Sunday, 19 September 2010

Rosa Barba, pipes with the sound coming from the Mersey Tunnels

Rosa Barba, pipes with the sound coming from the Mersey Tunnels


The cinematic works of Rosa Barba capture the moment before a crucial action. Describing an intermediate condition where the meaning for an instance dissolves to leave a view of incompleteness behind.  The works confront the public with the experience of possibilities and occasionally with its mere absence.  Barba works with film, sound, text and photography.  Many of the film and sound works are about incidents, which show signs to be on their way, but do not fulfil themselves. What exactly takes place remains open and will be the product of our fantasies, our memory and our assumptions.
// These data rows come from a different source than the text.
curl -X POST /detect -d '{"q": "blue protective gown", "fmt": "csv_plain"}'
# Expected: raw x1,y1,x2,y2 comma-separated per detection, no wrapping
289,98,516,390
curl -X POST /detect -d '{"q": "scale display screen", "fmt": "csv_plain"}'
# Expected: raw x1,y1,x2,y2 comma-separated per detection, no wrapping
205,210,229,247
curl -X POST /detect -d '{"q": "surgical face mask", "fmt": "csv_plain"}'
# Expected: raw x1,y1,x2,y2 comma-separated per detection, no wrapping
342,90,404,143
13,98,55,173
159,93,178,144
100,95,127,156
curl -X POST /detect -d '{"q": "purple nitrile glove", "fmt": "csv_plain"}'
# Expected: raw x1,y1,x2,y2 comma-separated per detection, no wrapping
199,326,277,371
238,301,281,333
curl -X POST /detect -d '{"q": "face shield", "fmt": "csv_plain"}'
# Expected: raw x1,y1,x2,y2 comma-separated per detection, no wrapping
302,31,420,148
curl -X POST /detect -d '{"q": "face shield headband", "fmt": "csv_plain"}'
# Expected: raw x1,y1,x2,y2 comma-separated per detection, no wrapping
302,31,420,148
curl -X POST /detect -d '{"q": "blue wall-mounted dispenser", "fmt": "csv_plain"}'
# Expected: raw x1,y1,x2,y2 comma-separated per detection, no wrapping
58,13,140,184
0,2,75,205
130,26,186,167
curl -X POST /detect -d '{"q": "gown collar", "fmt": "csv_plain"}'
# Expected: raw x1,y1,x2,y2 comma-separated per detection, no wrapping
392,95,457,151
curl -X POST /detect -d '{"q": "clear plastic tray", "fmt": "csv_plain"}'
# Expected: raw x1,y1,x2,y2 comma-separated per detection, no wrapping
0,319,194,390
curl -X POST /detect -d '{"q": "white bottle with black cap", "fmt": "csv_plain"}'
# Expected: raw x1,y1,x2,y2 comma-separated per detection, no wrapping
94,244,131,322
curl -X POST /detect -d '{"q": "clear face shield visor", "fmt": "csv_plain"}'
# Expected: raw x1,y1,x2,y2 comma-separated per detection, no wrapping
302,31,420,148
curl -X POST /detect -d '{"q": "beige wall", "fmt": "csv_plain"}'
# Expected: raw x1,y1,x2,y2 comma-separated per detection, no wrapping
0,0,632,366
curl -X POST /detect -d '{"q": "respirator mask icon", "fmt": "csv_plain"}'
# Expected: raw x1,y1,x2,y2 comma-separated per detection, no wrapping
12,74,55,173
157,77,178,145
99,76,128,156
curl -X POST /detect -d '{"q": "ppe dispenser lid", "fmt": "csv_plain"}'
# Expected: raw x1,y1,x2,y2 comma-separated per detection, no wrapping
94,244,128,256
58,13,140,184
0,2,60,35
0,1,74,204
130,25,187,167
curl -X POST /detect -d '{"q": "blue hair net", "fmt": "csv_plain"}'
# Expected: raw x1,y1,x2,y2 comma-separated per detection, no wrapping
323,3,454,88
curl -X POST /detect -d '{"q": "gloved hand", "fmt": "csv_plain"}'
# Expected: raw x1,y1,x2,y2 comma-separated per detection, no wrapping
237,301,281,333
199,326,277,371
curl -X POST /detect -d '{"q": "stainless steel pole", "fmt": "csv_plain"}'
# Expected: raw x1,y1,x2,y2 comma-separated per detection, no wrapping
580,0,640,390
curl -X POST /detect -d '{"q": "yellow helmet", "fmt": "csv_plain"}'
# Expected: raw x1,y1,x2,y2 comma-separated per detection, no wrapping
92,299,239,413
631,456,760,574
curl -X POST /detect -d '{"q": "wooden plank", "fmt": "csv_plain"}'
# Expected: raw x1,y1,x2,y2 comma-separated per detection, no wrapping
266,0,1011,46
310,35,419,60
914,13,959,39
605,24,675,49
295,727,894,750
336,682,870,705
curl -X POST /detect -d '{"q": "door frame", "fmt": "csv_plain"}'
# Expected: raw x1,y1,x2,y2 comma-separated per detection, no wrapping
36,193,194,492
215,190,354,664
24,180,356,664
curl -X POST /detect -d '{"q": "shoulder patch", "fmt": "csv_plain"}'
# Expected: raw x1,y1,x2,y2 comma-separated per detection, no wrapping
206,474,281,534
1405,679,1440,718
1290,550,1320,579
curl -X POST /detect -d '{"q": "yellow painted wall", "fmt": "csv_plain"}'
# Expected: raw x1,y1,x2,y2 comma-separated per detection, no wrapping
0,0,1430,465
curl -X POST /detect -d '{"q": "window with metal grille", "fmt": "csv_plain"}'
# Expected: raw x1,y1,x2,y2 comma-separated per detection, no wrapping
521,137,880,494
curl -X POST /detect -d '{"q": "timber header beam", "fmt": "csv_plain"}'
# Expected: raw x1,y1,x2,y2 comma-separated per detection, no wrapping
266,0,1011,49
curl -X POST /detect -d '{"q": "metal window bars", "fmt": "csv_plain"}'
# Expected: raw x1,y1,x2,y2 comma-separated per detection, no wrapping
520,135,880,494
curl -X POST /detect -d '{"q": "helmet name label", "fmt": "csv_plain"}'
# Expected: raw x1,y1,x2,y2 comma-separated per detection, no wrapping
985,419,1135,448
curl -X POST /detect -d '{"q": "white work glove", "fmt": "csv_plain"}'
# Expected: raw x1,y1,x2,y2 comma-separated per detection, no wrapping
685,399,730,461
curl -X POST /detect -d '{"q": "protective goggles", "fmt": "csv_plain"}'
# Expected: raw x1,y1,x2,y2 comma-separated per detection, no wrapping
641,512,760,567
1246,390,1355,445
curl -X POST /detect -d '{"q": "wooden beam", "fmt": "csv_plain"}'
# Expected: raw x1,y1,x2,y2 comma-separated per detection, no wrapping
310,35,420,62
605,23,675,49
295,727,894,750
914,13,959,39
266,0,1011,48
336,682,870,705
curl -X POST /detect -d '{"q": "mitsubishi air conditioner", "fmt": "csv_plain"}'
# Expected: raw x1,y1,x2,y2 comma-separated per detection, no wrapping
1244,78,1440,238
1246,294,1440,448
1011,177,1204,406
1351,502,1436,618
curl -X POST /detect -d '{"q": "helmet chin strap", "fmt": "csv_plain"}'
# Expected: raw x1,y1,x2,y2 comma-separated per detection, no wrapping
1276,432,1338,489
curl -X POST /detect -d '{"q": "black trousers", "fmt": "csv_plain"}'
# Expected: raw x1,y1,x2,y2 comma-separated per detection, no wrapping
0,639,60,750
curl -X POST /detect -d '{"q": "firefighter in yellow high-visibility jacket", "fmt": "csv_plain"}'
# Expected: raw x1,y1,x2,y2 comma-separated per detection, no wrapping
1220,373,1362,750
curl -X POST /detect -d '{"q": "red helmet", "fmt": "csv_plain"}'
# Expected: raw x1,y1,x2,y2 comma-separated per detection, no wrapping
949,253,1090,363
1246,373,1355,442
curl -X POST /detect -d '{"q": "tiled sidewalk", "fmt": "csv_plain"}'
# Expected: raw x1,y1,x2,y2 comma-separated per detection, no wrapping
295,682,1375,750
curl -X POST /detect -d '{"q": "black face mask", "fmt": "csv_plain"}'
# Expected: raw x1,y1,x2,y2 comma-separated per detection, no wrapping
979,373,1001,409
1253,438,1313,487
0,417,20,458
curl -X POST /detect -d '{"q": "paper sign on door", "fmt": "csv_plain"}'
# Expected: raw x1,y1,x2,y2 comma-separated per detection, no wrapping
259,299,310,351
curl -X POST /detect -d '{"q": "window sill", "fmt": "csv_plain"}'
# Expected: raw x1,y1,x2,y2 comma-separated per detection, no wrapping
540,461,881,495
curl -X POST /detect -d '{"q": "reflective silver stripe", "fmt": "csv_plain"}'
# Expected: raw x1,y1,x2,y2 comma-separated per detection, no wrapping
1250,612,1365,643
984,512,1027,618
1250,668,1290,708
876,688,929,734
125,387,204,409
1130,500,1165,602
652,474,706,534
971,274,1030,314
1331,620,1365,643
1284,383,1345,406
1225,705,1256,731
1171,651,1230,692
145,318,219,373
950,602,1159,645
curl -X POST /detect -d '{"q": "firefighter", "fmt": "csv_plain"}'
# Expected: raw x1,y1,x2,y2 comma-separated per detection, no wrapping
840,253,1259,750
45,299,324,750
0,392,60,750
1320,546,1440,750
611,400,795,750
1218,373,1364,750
Established amongst invention, scientific analysis, volition and imagination the plots of Rosa Barba’s stories grow at the seams of the construction of fictitious and authentic realities.  The tension of duration and moment (extended time vis-a-vis a single instant), lined up events and minimal sensations create the imaginary paths of her network.
(http://thub.bloggagratis.se/2009/04/25/1618051-rosa-barba/)

Rosa Barba (born 1972) is a German-Italian visual artist.
 Rosa Barba is best known for her 16 mm films and installations. She has an interest in unusual sites or unlikely situations. In her own words, her filmic vision is "attracted by monumental leftovers, with a weakness for margins, interstices and interludes, and for remote architectural objects which have lost sight of - although not completely lost - the human." The locations portrayed in her works range from military test sites in the Mojave Desert, to concrete igloos in the woods near Mount Vesuvius awaiting catastrophe to fulfill their purpose, to an island whose inhabitants are attempting to stop the seaward drift of their homes. Impending menace is present in many of her works, but it is often punctuated by relics of modernist faith in technology or progress.